Fail criteria: No rate limiting of any kind found on any API route. Do not pass when rate limiting exists only in-memory (no persistent store) — this is ineffective in serverless environments. Or authentication endpoints have no rate limiting.
Skip (N/A) when: The project has no API routes accessible without prior authentication AND sits behind an API gateway or proxy that enforces rate limiting. Signal: all routes require auth AND vercel.json or other config shows edge-level rate limiting enforced upstream. (This is rare — default behavior is to fail if no evidence of rate limiting.)
Detail on fail: Example: No rate limiting on POST /api/auth/login. Identify which high-risk endpoints lack rate limiting (e.g., "No rate limiting found on POST /api/auth/login, POST /api/auth/register, or POST /api/contact; no rate limit middleware in dependencies"). Max 500 chars.

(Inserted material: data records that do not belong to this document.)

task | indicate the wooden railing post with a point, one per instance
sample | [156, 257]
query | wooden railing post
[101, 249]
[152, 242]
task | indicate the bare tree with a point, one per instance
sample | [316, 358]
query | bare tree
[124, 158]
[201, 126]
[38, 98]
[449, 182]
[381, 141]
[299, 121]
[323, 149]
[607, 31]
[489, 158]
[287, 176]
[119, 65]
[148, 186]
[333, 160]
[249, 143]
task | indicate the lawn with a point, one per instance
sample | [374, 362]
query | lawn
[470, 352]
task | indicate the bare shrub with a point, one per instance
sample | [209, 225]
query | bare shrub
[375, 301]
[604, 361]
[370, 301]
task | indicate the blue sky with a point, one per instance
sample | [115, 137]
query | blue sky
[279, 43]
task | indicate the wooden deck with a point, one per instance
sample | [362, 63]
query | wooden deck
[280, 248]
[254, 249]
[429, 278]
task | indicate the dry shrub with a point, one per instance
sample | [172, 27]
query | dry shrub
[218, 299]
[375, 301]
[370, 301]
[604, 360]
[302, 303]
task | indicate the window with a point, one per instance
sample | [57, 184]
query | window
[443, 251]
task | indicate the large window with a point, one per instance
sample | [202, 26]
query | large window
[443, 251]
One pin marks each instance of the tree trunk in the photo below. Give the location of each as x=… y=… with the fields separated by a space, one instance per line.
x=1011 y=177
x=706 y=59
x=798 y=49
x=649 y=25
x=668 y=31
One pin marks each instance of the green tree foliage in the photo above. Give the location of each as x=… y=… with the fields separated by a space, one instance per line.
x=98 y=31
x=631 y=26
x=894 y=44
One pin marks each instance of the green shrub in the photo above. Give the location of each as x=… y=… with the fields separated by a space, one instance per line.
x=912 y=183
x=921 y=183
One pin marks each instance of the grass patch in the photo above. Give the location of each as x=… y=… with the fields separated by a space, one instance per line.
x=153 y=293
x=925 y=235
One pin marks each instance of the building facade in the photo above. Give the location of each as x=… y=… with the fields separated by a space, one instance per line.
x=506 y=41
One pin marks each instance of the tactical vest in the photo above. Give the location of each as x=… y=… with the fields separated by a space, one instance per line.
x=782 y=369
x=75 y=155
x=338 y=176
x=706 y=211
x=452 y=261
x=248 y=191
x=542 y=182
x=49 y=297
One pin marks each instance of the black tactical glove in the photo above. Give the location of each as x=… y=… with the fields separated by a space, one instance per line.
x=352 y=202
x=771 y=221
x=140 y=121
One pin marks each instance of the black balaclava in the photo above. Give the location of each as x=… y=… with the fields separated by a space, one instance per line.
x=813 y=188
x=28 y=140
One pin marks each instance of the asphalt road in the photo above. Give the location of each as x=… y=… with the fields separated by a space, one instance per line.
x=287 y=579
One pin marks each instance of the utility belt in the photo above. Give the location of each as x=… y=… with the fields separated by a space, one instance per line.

Remediation: Add rate limiting in src/middleware.ts or route handlers to your API immediately, starting with authentication endpoints. For Next.js on Vercel, the easiest approach is Upstash Rate Limit with their @upstash/ratelimit package and a Redis database: it works in Edge Middleware and Serverless Functions. Implement a sliding window or fixed window limit (e.g., 10 login attempts per IP per 15 minutes). For self-hosted Express/Fastify, use express-rate-limit with a Redis store. Apply rate limiting in middleware rather than per-route to avoid forgetting routes. Log rate limit hits so you can tune the limits.
Cross-reference: For a deeper analysis of authentication security, the SaaS Auth & Sessions Audit covers session management and auth flow security in detail.